Interesting... the integration of a positive integrand (in the limit 0 to 1, the integrand is positive) turns out to be negative.
Further, check your limits after the substitution in the first step.
8 Answers
sorry sir it got deleted by mistake
i will type it again when i have the time...
i was trying to edit it when it got deleted.....
sorry once again
the answer was ln2 if i remeber rightly
now we know the property that
if I=∫lim a to b f(x,t)dt
then
dI/dx==∫lim a to b ∂f(x,t)/∂x dt (dont forget the partial differentiation sign)
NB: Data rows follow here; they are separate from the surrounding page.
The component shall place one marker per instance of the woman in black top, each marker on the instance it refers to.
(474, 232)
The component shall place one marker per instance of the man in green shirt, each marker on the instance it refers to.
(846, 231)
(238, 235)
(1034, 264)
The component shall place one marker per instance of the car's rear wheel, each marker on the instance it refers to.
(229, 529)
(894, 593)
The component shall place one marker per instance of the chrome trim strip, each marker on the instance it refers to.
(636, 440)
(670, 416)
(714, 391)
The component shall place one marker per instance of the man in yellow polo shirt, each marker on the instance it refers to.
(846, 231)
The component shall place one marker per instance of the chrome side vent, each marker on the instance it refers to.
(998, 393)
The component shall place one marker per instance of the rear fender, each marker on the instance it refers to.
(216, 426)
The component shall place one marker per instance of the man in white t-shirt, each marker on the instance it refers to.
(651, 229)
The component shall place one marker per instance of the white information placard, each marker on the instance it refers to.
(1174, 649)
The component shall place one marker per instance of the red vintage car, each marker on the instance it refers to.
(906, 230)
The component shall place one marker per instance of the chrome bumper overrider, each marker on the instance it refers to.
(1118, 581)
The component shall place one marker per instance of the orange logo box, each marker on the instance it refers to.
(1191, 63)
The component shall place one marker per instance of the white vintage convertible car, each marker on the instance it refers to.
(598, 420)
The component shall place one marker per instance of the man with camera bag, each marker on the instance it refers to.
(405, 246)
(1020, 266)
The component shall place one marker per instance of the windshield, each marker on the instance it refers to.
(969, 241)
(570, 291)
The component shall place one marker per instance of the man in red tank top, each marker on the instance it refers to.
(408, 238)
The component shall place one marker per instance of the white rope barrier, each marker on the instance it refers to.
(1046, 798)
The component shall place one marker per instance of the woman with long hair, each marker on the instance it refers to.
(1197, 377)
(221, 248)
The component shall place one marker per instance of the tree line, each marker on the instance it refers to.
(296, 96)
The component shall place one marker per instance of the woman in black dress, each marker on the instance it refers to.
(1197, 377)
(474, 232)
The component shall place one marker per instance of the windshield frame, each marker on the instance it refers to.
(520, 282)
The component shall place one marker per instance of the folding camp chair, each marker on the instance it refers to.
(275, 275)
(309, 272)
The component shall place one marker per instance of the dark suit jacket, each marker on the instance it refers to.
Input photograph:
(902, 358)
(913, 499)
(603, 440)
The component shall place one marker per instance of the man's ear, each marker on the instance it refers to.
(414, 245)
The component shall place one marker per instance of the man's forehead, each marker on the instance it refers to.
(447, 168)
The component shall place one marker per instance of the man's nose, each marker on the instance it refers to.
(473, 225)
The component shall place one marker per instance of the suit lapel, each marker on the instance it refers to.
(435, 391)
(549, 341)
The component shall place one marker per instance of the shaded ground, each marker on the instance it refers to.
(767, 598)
so now let us consider a function f(x)= x^t-1/lnx dx
so let I=∫lim 0 to 1 x^t-1/lnx dx
therefore
di/dt=∫lim 0 to 1 (x^t)lnt/lnt dx
then
di/dt=∫lim 0 to 1 x^t
di/dt=x^(t+1)/t+1|lim 0 to 1
di/dt=1/t+1
di=(1/t+1)dt
now integrating both sides
i=ln|t+1| +c
now substituting t=0 we get the value of c=0
therefore
i=ln|t+1|
now in the above question t=1
so the final answer is ln|1+1|=ln2
this solution can be considered for any value of t integral or non integral
Yes, that's right... Or one might go backwards:
For \alpha>-1
\int_0^1x^\alpha \ \mathrm dx =\dfrac{1}{\alpha +1}
Hence, integrating
\int_0^1\int_0^1x^\alpha \ \mathrm dx \mathrm d\alpha=\int_0^1\dfrac{\mathrm d\alpha}{\alpha +1}=\ln 2
Interchange the order of integration on the left (which is valid under very mild conditions)
one gets
\int_0^1\left(\int_0^1x^\alpha \ \mathrm d\alpha\right)\mathrm dx =\int_0^1\dfrac{x-1}{\ln x}\ \mathrm dx
hence the required result.